The language of civil partnership, however, is horribly formal and brings to mind all the legal associations and none of the emotional ones. It makes me think of inheritance tax and housing rights (yes, important), but not of two people spending a future together through thick and thin, come what may. Again, this is deliberate, but it’s also an opportunity. No one yet knows what civil partnerships look like or how they work. No one yet has a set way of going about the partnership. With a little imagination, the next few years could be really exciting in terms of defining relationships and partnerships outside the traditions of how marriage is meant to work. And I don’t mean a radical redefinition of the relationship itself (I don’t think people will suddenly stop wanting to live together and keep cats), but I do mean a rethink about what’s important when you make a commitment to another person. Who should be at the ceremony, where should it be, what should be said, and how can that best be done? And how does that commitment make a difference to the way you are perceived by your friends and relatives and by society as a whole? It’s a real opportunity, and one that many heterosexual people would doubtless jump at.

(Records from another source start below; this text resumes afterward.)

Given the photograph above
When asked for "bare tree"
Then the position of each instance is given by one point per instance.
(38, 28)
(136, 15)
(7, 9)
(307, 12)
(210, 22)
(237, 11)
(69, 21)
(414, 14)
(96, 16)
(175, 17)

Great as this may be, it still leaves us with some complications around language. Once you’ve been through the ceremony, how do you refer to your civil partner? You could refer to them as your civil partner, but it doesn’t roll off the tongue or have anything like the ease of husband or wife. Or you could use husband or wife, but why borrow this inaccurate language when you have a legal relationship that is as valid as marriage? You could use spouse, which I quite like despite its formal sound (the legal implications are even helpful, I think). And you could say partner with absolute legitimacy. Partner might be ideal, in fact, if only there were some way to differentiate you, with your legal status, from the current ambiguous range of ways in which partner is used – business partner, opposite sex boyfriend or girlfriend, and same sex boyfriend or girlfriend. There’s no doubt meanings can change, so it’s possible that partner will shift to be associated with civil partnerships, in the same way that ‘gay’ is hardly ever used to mean glad anymore. Given time, in fact, ‘civil partnership’ could even come to mean something romantic, exciting and long term, in the same way that marriage does.
However it plays out, the language is bound to shift with the new legal opportunities. Gay men and lesbians entering into civil partnerships will either seriously redefine the meaning of existing terms (marriage, wife, etc.) or will add new meaning to a range of terms currently either overly-legalistic (civil partnership, spouse) or ambiguous (partner).
So, I’m curious. Which would you and your partner/husband/wife prefer? Either way, now is the time to make it happen.